Ravi Nori, Head of Cybersecurity at GoPuff

This Sage Spotlight features Ravi Nori, Head of Cybersecurity at Gopuff, as he reflects on how a highly intentional vendor discovery process on Sagetap led to a strong partnership with SolCyber — and how it proved critical during a live fraud incident.

Key Takeaways

• Current Focus on Data and Identity Security: As Gopuff enters 2025, Ravi is prioritizing data security mandates and sees identity security as a growing industry trend and a key area for investment.
• Smarter Vendor Discovery with Sagetap: To meet Gopuff’s evolving needs, Ravi uses Sagetap to evaluate vendors in a controlled, two-way format where both sides assess fit before committing to a full meeting.
• Finding the Right Fit with SolCyber: Through Sagetap, Ravi connected with SolCyber, a vendor that stood out for its transparent pricing, easy implementation, and ability to reduce costs.
• Post-Sale Support That Delivered Immediate Value: After onboarding, SolCyber absorbed Gopuff’s existing SentinelOne licenses, streamlined log triage, and provided engineering support — saving Gopuff time and money and improving its security posture.
• High-Stakes Validation in a Live Incident: When a fraud incident occurred in Gopuff’s UK office, SolCyber helped quickly identify and resolve the threat, reinforcing the benefit of selecting the right partner through a thoughtful process.

Full Transcript

Ravi Nori: I'm the head of cybersecurity at Gopuff.

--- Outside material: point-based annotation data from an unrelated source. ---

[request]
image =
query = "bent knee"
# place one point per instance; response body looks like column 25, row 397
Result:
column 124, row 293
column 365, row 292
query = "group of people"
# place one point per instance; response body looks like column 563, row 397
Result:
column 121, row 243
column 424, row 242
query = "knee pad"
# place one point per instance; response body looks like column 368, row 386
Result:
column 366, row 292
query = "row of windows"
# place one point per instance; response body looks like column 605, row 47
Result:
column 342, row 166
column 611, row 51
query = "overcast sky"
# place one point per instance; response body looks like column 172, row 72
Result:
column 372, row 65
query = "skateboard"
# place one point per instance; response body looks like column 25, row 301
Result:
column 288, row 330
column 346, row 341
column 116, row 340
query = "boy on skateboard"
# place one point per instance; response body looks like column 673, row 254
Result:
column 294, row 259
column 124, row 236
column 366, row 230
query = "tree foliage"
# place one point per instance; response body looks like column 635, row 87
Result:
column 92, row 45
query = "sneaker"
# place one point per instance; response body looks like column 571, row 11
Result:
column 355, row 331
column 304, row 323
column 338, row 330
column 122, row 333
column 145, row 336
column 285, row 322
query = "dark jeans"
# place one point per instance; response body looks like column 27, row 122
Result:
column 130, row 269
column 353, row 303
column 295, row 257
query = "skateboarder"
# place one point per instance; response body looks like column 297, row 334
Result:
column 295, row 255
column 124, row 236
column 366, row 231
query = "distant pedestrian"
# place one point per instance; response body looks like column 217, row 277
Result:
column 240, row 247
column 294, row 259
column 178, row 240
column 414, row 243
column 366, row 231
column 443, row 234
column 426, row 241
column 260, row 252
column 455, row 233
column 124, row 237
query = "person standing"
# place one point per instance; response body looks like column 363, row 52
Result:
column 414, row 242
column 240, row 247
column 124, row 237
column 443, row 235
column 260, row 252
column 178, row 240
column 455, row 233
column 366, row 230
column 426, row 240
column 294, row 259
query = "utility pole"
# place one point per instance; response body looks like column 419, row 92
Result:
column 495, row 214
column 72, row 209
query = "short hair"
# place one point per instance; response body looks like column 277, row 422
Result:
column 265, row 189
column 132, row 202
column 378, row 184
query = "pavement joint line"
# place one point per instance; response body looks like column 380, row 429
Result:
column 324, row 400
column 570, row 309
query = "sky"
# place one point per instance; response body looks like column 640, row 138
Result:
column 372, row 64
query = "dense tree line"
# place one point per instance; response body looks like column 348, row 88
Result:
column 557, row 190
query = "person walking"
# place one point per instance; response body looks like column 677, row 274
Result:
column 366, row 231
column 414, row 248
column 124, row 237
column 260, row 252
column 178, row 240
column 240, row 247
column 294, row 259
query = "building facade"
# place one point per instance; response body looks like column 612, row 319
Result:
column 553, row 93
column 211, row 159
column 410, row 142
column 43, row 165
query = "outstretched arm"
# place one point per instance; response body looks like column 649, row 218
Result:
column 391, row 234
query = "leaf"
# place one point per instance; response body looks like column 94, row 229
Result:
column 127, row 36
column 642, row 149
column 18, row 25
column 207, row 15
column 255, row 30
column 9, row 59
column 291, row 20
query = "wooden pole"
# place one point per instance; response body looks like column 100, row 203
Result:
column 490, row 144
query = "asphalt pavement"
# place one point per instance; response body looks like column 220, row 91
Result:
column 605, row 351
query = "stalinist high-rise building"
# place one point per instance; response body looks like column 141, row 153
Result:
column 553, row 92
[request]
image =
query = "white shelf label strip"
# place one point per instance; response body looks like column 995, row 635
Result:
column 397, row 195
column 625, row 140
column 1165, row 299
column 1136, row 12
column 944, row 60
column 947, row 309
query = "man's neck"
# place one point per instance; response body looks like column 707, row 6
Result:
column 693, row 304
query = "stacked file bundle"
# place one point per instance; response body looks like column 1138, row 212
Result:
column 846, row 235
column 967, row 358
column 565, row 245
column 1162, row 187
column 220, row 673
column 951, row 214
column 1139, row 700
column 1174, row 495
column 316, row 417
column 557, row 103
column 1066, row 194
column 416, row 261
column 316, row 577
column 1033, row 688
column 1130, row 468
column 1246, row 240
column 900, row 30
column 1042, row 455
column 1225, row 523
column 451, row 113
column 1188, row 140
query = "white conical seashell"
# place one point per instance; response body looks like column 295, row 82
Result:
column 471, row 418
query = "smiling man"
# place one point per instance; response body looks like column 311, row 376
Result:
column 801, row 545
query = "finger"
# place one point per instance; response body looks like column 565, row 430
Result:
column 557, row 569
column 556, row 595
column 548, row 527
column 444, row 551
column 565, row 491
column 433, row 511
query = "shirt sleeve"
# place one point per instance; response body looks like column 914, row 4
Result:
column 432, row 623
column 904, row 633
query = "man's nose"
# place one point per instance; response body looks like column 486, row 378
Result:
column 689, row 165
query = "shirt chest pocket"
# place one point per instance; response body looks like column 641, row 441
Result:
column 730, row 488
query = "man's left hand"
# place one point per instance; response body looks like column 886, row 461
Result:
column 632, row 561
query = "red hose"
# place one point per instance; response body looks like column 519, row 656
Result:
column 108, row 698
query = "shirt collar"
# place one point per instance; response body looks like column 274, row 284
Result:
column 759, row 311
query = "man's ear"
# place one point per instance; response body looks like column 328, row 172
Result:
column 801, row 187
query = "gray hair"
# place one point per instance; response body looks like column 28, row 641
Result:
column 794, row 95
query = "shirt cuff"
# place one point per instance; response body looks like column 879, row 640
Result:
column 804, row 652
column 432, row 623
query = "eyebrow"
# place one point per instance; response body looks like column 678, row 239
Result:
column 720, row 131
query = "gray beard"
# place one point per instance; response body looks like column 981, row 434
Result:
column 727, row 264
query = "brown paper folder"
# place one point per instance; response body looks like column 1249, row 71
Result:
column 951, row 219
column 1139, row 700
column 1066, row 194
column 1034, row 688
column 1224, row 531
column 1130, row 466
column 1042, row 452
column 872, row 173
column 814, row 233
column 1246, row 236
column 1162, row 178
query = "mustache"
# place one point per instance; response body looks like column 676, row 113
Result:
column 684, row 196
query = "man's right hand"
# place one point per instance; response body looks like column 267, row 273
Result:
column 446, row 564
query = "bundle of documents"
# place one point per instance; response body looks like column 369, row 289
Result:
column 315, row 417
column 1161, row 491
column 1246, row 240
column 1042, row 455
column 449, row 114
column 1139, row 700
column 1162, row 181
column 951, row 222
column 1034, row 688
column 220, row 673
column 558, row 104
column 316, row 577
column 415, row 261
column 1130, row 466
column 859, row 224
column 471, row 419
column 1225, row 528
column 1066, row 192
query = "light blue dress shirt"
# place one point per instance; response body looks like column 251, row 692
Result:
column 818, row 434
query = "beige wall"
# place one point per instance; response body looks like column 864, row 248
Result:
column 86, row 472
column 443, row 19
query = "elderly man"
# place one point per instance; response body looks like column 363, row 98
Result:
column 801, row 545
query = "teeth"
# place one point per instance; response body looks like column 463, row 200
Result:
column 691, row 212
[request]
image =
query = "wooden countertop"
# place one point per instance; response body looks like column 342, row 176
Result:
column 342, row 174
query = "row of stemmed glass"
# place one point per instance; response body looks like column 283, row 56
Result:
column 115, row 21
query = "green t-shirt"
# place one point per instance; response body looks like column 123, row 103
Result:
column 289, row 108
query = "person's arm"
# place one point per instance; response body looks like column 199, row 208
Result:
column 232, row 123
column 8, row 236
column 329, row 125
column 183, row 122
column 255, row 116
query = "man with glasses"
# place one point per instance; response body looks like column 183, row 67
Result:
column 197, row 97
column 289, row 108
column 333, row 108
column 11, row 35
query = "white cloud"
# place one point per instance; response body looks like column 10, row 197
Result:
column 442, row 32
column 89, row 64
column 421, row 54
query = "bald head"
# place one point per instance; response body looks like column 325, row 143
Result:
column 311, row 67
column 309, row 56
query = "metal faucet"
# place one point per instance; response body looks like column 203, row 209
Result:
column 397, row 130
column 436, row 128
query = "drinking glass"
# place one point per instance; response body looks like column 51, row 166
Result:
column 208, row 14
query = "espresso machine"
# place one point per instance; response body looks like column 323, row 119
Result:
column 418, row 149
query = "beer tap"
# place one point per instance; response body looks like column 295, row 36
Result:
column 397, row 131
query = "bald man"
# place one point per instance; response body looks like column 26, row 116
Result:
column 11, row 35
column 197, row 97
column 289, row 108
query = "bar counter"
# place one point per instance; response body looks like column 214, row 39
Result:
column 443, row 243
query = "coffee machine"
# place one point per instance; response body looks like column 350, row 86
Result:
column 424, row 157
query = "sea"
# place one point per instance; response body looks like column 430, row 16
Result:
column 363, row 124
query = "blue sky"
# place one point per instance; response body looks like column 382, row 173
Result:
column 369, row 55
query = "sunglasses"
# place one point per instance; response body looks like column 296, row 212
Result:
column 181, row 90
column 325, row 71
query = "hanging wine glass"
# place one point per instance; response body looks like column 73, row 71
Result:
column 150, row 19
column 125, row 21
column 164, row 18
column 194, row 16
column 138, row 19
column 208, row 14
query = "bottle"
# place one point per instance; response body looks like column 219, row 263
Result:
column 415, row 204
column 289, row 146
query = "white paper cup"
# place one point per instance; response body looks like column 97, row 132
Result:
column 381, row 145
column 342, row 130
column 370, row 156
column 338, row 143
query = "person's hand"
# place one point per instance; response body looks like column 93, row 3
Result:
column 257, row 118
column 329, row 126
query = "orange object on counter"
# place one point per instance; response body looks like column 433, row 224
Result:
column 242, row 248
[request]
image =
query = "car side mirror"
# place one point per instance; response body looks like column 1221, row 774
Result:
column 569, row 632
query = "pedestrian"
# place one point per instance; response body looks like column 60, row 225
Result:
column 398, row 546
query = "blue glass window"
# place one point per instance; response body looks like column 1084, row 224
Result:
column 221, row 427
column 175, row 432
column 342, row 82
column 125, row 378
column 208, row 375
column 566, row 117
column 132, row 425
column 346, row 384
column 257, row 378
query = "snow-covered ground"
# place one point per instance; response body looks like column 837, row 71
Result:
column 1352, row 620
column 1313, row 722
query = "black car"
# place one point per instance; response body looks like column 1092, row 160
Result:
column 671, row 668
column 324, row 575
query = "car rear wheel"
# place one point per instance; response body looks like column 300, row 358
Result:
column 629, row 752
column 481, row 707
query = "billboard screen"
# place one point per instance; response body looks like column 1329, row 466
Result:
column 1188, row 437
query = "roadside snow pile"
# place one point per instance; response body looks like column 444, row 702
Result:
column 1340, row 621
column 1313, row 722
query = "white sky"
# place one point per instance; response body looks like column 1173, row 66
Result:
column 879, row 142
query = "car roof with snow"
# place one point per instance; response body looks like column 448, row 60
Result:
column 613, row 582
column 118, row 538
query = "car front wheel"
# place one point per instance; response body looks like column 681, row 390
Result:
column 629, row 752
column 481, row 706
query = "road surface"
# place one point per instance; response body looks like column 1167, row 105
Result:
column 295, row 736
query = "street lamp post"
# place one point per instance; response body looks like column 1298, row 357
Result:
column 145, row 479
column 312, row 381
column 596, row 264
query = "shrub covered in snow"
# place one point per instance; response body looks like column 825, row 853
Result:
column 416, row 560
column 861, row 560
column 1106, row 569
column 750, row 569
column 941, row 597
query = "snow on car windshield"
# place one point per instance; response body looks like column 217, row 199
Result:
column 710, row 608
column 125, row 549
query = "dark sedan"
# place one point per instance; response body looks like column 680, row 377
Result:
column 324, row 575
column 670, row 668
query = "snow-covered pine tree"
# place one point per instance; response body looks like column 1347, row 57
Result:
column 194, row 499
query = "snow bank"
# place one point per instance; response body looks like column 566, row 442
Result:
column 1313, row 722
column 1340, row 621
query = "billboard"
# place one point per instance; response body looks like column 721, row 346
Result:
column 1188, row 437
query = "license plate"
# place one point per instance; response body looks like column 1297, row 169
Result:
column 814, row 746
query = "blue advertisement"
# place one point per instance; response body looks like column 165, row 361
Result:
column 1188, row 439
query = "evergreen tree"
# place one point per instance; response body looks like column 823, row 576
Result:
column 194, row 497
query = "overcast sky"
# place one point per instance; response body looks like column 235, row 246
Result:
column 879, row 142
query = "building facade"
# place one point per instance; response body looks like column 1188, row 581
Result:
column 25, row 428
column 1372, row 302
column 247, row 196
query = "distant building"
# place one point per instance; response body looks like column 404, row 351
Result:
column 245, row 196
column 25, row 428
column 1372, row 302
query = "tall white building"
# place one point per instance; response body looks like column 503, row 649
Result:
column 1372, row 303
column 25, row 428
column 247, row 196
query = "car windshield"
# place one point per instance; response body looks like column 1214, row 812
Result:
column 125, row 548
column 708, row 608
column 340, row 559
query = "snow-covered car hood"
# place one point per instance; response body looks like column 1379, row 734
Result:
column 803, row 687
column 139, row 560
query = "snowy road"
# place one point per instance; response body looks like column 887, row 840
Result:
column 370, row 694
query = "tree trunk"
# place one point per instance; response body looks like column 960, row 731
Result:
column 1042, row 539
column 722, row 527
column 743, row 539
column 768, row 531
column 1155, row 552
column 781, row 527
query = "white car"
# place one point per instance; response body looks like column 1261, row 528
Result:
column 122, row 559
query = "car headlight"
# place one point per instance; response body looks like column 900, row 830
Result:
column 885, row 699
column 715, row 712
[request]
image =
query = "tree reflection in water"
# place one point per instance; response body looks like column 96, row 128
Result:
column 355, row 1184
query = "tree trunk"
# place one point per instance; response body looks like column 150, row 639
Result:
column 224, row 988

Basically I manage all aspects of cyber for the company, so that's DevSecOps, Cloud Security, Network Security, Application Security, and GRC.

We're focused around mandates around data security, and also I think a focus on identity security is gonna be, I think it's not only a trend seen in the industry, but definitely something that I would like to focus more in 2025, so I've been using Sagetap a lot to meet vendors for that type of platform.

Sagetap does it in a very controlled way. You get a brief overview of the vendor, the vendor's forced to ask you questions to see what your use cases are, and then they also get to make an assessment as to see if there's a fit. So I think it's a good way for vendors and customers to vet each other in a very controlled atmosphere.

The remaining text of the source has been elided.